Validity of type 2 diabetes diagnosis in a population-based electronic health record database

Zeitschrift:
BMC Medical Informatics and Decision Making > Ausgabe 1/2017
Autoren:
Conchi Moreno-Iribas, Carmen Sayon-Orea, Josu Delfrade, Eva Ardanaz, Javier Gorricho, Rosana Burgui, Marian Nuin, Marcela Guevara

Abstract

Background

The increasing burden of type 2 diabetes mellitus makes the continuous surveillance of its prevalence and incidence advisable. Electronic health records (EHRs) have great potential for research and surveillance purposes; however the quality of their data must first be evaluated for fitness for use. The aim of this study was to assess the validity of type 2 diabetes diagnosis in a primary care EHR database covering more than half a million inhabitants, 97% of the population in Navarra, Spain.

Methods

In the Navarra EPIC-InterAct study, the validity of the T90 code from the International Classification of Primary Care, Second Edition was studied in a primary care EHR database to identify incident cases of type 2 diabetes, using a multi-source approach as the gold standard. The sensitivity, specificity, positive predictive value, negative predictive value and the kappa index were calculated.
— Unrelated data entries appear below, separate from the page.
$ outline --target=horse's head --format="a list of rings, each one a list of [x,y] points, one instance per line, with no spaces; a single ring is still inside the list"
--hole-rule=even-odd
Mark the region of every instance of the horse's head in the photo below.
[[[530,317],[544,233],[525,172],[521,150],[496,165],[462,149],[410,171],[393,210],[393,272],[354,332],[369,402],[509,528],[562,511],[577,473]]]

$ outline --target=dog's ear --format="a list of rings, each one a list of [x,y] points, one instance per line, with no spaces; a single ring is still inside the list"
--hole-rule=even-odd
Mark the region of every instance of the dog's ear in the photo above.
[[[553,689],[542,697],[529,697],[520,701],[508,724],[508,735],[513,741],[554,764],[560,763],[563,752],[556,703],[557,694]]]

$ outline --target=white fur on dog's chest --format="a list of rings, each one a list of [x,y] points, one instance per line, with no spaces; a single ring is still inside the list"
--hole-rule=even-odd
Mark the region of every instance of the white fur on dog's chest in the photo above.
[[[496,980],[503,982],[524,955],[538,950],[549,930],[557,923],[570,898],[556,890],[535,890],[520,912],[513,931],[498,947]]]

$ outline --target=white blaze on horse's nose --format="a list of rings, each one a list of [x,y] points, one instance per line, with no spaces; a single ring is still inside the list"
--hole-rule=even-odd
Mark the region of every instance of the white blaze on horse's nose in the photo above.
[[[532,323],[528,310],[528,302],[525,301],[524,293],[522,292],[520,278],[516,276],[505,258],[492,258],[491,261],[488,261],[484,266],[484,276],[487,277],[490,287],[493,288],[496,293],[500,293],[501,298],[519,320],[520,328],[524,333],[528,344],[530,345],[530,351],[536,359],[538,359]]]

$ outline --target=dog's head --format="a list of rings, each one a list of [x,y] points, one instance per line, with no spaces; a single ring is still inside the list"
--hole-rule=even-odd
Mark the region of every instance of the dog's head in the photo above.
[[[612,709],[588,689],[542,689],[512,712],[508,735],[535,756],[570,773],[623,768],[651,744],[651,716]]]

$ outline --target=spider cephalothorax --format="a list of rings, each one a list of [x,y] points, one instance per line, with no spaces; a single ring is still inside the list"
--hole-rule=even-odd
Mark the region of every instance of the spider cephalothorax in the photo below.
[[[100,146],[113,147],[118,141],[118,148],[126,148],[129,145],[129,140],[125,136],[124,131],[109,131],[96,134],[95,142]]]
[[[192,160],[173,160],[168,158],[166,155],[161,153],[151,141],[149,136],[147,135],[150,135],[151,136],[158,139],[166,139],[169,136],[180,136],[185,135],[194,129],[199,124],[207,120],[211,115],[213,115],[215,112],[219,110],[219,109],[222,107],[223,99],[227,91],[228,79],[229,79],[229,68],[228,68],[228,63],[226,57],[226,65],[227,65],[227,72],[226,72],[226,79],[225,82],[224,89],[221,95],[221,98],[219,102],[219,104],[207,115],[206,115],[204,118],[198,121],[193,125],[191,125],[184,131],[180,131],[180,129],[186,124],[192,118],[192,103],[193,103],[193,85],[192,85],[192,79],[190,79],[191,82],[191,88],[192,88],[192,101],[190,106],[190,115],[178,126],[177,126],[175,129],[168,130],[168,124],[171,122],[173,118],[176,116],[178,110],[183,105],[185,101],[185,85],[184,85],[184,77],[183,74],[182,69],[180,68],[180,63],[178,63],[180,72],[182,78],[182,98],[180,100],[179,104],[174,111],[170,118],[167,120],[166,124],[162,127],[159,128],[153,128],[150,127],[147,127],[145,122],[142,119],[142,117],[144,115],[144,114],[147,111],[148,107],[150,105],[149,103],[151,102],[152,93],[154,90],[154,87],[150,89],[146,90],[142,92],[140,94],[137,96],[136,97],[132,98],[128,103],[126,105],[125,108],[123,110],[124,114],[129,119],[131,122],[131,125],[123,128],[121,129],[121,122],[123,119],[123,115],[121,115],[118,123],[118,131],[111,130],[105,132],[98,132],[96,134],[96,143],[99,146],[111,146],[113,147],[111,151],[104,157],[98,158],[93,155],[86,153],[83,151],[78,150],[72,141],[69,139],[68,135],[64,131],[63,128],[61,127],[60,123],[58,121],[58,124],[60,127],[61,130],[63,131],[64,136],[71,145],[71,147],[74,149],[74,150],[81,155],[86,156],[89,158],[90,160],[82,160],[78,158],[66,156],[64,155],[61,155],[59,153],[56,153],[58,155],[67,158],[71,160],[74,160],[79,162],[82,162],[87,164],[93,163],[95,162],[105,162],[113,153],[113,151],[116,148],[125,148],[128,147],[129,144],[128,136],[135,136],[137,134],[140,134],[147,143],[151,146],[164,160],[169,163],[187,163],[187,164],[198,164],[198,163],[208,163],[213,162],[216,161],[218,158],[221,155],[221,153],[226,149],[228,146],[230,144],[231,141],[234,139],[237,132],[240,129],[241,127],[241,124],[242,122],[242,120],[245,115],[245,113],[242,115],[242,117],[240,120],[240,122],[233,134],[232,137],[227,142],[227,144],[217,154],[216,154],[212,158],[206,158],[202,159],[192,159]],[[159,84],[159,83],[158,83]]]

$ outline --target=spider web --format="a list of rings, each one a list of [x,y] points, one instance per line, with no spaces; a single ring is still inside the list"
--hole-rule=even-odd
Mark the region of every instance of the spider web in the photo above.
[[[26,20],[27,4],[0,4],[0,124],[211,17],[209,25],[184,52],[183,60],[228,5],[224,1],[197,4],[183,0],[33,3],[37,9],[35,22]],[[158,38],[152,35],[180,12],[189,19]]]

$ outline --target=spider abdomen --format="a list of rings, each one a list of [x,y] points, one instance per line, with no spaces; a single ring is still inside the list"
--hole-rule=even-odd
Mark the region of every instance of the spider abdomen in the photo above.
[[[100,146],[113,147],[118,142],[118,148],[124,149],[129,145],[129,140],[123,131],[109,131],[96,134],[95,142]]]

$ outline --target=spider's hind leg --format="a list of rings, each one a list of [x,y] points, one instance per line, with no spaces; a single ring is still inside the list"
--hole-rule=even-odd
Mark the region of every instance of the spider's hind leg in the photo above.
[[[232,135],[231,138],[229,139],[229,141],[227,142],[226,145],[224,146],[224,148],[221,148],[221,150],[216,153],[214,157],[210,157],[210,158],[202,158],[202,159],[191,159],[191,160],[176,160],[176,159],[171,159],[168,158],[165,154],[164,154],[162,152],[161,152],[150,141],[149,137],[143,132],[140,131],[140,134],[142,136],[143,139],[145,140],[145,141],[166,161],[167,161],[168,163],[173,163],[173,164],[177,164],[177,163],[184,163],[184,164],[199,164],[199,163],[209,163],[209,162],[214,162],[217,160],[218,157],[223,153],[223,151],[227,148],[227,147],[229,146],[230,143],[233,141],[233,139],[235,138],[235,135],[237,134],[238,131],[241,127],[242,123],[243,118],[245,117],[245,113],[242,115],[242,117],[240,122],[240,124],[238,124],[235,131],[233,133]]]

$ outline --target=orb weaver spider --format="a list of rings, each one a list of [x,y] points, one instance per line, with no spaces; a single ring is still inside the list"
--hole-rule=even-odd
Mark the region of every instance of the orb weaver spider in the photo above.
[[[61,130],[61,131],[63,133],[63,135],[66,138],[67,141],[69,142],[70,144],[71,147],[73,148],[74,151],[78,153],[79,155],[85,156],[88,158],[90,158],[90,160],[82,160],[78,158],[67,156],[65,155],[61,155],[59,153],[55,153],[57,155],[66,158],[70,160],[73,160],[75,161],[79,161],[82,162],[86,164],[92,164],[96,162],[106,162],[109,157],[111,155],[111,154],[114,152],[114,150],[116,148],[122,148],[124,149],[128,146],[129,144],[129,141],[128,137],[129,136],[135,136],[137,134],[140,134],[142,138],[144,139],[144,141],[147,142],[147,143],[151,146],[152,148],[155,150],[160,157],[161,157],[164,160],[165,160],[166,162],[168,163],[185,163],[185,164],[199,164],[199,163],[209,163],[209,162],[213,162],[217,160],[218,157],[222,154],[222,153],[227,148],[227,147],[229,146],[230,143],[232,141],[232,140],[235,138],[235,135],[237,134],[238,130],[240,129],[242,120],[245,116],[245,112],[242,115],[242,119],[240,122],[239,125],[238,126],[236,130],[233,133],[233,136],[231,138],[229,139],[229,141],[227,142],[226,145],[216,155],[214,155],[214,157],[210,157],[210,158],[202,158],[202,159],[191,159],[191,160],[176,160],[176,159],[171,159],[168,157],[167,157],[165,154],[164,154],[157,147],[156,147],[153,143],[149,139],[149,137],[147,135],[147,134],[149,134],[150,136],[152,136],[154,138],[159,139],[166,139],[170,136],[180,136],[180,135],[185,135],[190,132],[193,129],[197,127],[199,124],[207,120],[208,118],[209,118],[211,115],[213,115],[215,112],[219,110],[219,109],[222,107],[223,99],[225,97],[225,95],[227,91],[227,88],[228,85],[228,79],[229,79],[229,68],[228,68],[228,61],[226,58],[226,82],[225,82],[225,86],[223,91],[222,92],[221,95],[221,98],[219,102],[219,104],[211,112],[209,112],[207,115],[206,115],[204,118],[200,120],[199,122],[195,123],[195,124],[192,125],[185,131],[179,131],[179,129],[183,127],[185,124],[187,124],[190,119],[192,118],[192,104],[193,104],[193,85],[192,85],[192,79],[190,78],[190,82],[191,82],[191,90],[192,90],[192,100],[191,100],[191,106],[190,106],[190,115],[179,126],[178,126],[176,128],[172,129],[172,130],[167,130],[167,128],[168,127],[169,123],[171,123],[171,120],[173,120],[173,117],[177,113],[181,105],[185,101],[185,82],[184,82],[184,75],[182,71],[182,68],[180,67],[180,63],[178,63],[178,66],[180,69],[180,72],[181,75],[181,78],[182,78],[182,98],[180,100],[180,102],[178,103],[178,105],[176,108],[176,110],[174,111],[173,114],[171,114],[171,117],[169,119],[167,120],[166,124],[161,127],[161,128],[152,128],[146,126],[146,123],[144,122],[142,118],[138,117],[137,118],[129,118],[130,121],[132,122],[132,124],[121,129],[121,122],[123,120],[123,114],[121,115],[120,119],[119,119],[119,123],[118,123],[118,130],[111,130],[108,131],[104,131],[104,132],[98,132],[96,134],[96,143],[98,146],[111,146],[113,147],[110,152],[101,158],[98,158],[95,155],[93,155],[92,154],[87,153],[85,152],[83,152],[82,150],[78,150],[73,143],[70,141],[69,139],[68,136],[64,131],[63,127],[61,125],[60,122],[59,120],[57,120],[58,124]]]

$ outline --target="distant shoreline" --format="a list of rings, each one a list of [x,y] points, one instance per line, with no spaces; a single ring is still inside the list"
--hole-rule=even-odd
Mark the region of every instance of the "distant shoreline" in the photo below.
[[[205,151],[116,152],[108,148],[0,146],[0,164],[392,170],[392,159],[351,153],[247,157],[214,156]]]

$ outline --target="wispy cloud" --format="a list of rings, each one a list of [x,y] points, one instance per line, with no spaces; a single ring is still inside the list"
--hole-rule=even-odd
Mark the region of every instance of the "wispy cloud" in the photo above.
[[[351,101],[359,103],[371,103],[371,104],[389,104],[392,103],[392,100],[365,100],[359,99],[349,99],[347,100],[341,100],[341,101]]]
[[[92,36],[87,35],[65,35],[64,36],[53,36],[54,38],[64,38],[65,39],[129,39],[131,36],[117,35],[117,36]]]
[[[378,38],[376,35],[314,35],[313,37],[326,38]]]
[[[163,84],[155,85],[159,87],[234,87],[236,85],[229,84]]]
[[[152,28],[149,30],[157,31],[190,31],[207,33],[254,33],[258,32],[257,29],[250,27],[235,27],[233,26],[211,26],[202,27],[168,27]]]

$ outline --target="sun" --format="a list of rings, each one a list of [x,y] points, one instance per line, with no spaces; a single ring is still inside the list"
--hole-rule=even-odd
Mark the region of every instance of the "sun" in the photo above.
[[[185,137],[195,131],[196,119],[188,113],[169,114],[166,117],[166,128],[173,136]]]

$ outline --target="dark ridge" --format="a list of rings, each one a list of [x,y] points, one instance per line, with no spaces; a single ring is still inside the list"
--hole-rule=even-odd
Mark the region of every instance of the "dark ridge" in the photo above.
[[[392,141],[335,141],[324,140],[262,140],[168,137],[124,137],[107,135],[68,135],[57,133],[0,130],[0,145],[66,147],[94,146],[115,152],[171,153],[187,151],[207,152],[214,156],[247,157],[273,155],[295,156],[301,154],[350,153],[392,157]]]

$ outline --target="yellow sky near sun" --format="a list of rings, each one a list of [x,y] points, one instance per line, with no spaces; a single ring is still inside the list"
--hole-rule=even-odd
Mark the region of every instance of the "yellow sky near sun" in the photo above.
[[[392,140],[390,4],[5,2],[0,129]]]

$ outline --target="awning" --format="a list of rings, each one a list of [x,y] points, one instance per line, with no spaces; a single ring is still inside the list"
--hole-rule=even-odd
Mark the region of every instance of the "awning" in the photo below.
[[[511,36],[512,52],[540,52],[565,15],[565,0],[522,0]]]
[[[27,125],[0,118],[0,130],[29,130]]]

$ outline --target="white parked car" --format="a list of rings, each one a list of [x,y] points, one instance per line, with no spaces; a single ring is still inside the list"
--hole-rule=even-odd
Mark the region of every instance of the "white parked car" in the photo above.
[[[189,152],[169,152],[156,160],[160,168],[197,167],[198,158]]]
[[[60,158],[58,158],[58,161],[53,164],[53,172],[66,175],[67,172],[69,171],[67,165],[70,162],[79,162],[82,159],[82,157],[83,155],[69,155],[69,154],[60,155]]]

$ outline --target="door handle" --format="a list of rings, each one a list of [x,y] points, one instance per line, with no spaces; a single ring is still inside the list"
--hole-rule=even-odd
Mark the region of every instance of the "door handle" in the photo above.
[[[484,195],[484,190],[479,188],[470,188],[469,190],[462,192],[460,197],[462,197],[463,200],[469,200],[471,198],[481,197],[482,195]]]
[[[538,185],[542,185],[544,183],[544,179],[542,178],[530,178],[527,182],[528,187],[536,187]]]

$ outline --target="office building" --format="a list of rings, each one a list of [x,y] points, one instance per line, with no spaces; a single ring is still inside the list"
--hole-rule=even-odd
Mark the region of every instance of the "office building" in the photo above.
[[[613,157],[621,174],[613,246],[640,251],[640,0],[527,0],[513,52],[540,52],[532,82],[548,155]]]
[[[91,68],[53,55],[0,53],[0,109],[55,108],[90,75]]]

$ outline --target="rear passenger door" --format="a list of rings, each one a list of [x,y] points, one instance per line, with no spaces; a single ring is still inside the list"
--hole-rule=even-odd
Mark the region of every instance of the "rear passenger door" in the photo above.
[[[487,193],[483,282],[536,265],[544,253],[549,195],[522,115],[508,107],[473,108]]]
Additionally, type 2 diabetes prevalence from the EHR database was compared with estimations from a health survey.

Results

The sensitivity, specificity, positive predictive value and negative predictive value of incident type 2 diabetes recorded in the EHRs were 98.2, 99.3, 92.2 and 99.8%, respectively, and the kappa index was 0.946. Overall prevalence of type 2 diabetes diagnosed in the EHRs among adults (35–84 years of age) was 7.2% (95% confidence interval [CI] 7.2–7.3) in men and 5.9% (95% CI 5.8–5.9) in women, which was similar to the prevalence estimated from the health survey: 8.5% (95% CI 7.1–9.8) and 5.5% (95% CI 4.4–6.6) in men and women, respectively.

Conclusions

The high sensitivity and specificity of type 2 diabetes diagnosis found in the primary care EHRs make this database a good source for population-based surveillance of incident and prevalent type 2 diabetes, as well as for monitoring quality of care and health outcomes in diabetic patients.